Our goal is to identify genomic changes in breast cancer that are relevant to patient care. We use sequencing assays to characterize DNA methylation and messenger RNA from breast cancer cell lines, primary tumors, and metastatic tumors. We use Reduced Representation Bisulfite Sequencing (RRBS) to quantify DNA methylation at millions of loci across the genome, and we use RNA-seq to characterize the whole transcriptome. We analyze RNA-seq data to quantify gene expression, characterize novel isoforms of known genes, identify novel transcribed regions in the genome, and detect expressed mutations and gene fusions. We analyze these data in different patient cohorts to look for biomarkers that predict long-term prognosis. We also analyze samples collected from patients enrolled in clinical trials to identify biomarkers that predict response to specific therapies. In addition to identifying biomarkers, we also integrate these data to identify molecular pathways associated clinical outcome or resistance to treatment. We hope to identify pathways driving breast cancer progression that can be targeted by therapeutics used to treat other malignancies, in addition to identifying pathways that are candidates for the development of novel targeted therapies.
Kidney cancer is one of the ten most prevalent cancers in men and woman, affecting nearly 60,000 new people annually in the United States alone. When the patient is diagnosed and the tumor is resected while still localized to the kidney, prognosis is relative good; however, survival rates drop dramatically with local and distant metastasis. While treatment for these advanced cases has improved in recent years, the best drugs only increase disease free progression after resection by months. We are using high-throughput sequencing and array technologies to investigate the role of copy number variation and DNA methylation in kidney tumors and adjacent normal tissues. We hope to identify global molecular signatures distinguishing clinically significant classes of patients, as well as diagnostic and prognostic biomarkers, novel pathways associated with kidney cancer etiology and progress, and potential therapeutic targets.
The American Cancer Soceity reports that in 2012, ~43,920 individuals will be diagnosed with pancreatic cancer, and ~37,390 patients will succumb to the disease.
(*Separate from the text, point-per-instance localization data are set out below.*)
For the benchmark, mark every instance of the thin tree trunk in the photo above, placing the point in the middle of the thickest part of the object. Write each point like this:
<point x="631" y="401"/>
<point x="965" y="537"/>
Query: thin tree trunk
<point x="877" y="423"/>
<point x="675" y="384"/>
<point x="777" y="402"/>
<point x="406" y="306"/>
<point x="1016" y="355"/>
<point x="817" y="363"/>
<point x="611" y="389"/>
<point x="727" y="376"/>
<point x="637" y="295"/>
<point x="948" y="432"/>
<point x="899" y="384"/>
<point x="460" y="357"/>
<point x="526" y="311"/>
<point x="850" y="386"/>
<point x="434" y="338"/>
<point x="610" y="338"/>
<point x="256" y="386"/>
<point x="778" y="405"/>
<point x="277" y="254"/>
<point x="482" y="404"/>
The high mortality rate associated with pancreatic cancer is due to the late diagnosis of most patients; once the cancer has metastasized away from the pancreas, surgical resection is no longer a viable treatment option, and these patients are treated with palliative chemotherapeutics. The currently used chemotherapuetics only provide a modest improvement in patient survival time, as pancreatic tumors exhibit a high degree of chemotherapeutic resistance. We are utilizing high-throughput next-generation sequencing technologies such as RRBS, RNA-seq and microRNA sequencing to investigate molecular differences between pancreatic tumor tissue and patient-matched benign-adjacent pancreatic tissue. We hope to identify novel cellular pathways for therapeutic intervention and discover molecular signatures that can be useful for early detection of pancreatic cancer.
Prostate tumors frequently exhibit altered DNA methylation and gene expression patterns when compared to adjacent normal tissue. These disease-specific changes are promising candidate biomarkers due to their specificity. There is a clear need to identify novel, noninvasive biomarkers for the diagnosis and prognosis of prostate cancer. Current diagnostic tools for prostate cancer lack the sensitivity and specificity required for the detection of very early prostate lesions and diagnosis ultimately relies on an invasive biopsy. Once prostate cancer is diagnosed, there are no available prognostic markers for prostate cancer that provide information on how aggressively the tumor will grow. Therefore, more intrusive therapeutic routes are often chosen that result in a drastic reduction in the quality of life for the patient, even though the majority of prostate tumors are slow growing and non-aggressive. To identify candidate diagnostic and prognostic biomarkers that can be used to molecularly distinguish patients with less aggressive tumors, we are studying DNA methylation patterns in human prostate tumor tissues and patient-matched benign adjacent tissues using Reduced Representation Bisulfite Sequencing (RRBS) and the Illumina Methyl450 array. In addition, we are measuring mRNA and microRNA expression patterns using RNA-seq and microRNA sequencing in these prostate tissues. By integrating the datasets from each of these methods, we hope to discover pathways involved in prostate cancer that can be targeted by therapeutics, and identify diagnostic and prognostic biomarkers on a genome-wide scale.